Anfang März 2021 wurde für den Kunst-am-Bau-Wettbewerb um die Gebrüder-Ullrich-Realschule plus in Maikammer, Rheinland-Pfalz, ein Vorschlag für ein Kunstobjekt im Außenbereich vorgeschlagen. Unter dem Titel „Hommage an die Gebrüder Ullrich“ wurde die Erfindung des Federgelenks thematisiert.
Kunst am (Schul-)Bau wird für diejenigen gemacht, die die Schule besuchen: die Lehrenden und vor allem die Lernenden. Sie alle haben einen Anspruch darauf, dass die Kunst ihnen und ihrem Schulalltag einen Mehrwert gibt. Sie wollen und sie sollen stolz sein auf ihre Heimatgemeinde, auf ihre Schule und auf ihre Schulgemeinschaft. Stolz sein heißt vor allem, sich identifizieren – ein Wir-Gefühl entwickeln.
Die Gebrüder-Ullrich-Realschule plus trägt einen Namen, der nirgendwo auf der Welt die gleiche Berechtigung hat wie in Maikammer, und der wahrscheinlich auch nirgendwo auf der Welt vorkommt. Das heißt für die Menschen hier: Unsere Schule ist einmalig – Wir sind einmalig.
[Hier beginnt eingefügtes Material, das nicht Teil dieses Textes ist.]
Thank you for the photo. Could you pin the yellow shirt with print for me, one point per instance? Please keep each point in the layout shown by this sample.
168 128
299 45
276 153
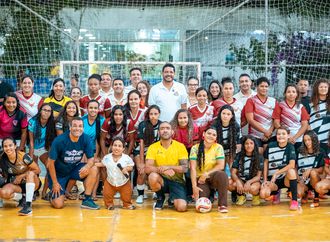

Der Stolz der Schülerinnen und Schüler ist begründet durch eine Erfindung. Diese Erfindung wird seit mehr als 100 Jahren weltweit angewandt und ist durch alle technologischen Fortschritte hindurch bis heute nicht überflüssig geworden. Die Erfindung ist zudem so einfach und so praktisch, dass die Lernenden sie leicht verstehen und zur handwerklich-technischen Ausrichtung ihrer Schule in Beziehung setzen. Kurz: Diese Erfindung passt zu dieser Schule. Genau hier ist der Ort, wo man auf die Erfindung des Drehgelenks bei Zollstöcken stolz sein darf. Stolz ist das eine. Ansporn ist das andere. Jugendliche brauchen Vorbilder.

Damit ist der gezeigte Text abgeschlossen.